I've recently dived into DMX lighting control and am having a lot of fun. But I started out with QLC+ software, and I'm running into a lot of little bugs. It's a bit of a shame, because it's pretty nice software - but it is still in heavy development, so that is to be expected. So I thought I'd pick the collective brain and see what you guys are using and liking. 

(PS - sorry if this is already answered in another thread, but "DMX" is too short to search on this forum! They might want to change that as "LED" "DMX" "RGB" are all pretty specific search terms but too short to search!)


----------



## halstaff (Nov 18, 2009)

I use the free software, Vixen - http://www.vixenlights.com/


----------



## corey872 (Jan 10, 2010)

xLights / Nutcracker is another powerful / free software option. I'm just starting the learning curve on it. Everything I have is pixelnet because I need about 16,000 channels to drive strings of RGB nodes. Though I think pixelnet or DMX output are both possible given program options and the correct hardware.


----------



## beaver state rich (Jan 25, 2014)

I use Light o Rama because that is the hardware I am using and I also use video. However, Vixen and X-lights work well and are free!


----------



## imax (May 22, 2006)

Not free, but if you're running a large show, it might work well for you. We use Lightfactory. The website is: http://www.lightfactory.net/

We've been using it since at least 2007 and it's been a part of every show we've ever produced. It's become a really nice product over the years, and it's stabilized to something that we really count on to work every time.

It also has a couple of neat features, like a telnet server interface, which has allowed us to automate it in ways that you wouldn't really consider...


----------



## Palmdale Haunter (Mar 3, 2012)

I use VSA by Brookshire with Monkey Basic Helmsman on top...
I have experimented with Vixen and may move to that for the front yard show...


----------



## mkozik1 (Sep 6, 2010)

I use Vixen to sequence and the Falcon PI Player from to run my shows


----------



## EyeballsStudio (Sep 17, 2013)

I'm using QLC Plus (just got started, still have to learn a lot).

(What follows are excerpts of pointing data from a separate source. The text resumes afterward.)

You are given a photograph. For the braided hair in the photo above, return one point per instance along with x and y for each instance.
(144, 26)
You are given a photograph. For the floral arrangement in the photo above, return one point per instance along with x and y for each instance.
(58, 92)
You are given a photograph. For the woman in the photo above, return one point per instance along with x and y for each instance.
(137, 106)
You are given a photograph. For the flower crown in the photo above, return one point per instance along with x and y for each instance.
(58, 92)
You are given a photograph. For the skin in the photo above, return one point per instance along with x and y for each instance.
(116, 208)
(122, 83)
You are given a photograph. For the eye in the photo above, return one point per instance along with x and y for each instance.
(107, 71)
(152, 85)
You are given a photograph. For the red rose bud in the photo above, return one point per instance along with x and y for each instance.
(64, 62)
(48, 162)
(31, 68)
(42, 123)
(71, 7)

I use this because it's cross platform (my pc runs Ubuntu). I have only scratched the surface of it's possibilities, but it seems really impressive!


----------



## DumpsterCow (Dec 30, 2014)

I use VSA with the DMXorcist board and software. I control 2 channel DMX Dimmers, 10 DMX splash lights and several SmartPixels (through the EasyPix controller).

I seem to get a lot of noise on the line when I control the VSA programs through DMXorcist. Not sure if it is the quality of my DMX cables or DMXorcist (i suspect the later since I get the noise even when no VSA programs are running). I am considering replacing DMXorcist in 2015

Here is a video I put together a couple years ago about using VSA/DMXorcist


----------



## Nanorrock46 (Jan 17, 2017)

*Xlights Nutcracker/Falcon Christmas/ FalconPI Player*

Check these combos out. They have extensive forums on Christmas lights that you could easily apply the same principals to Halloween shows. Xlight and the PI player can handle custom DMX and a few other protocals, Direct support for RGB pixel lights, floods, etc. They have even developed the ability to run video from the PI player and you can have master,slave configs for the Pi players do you can distribute your controls.

These guys are Christmas nuts but they are very friendly and some are even branching out to Halloween.

Let me know if you need any additional info.


----------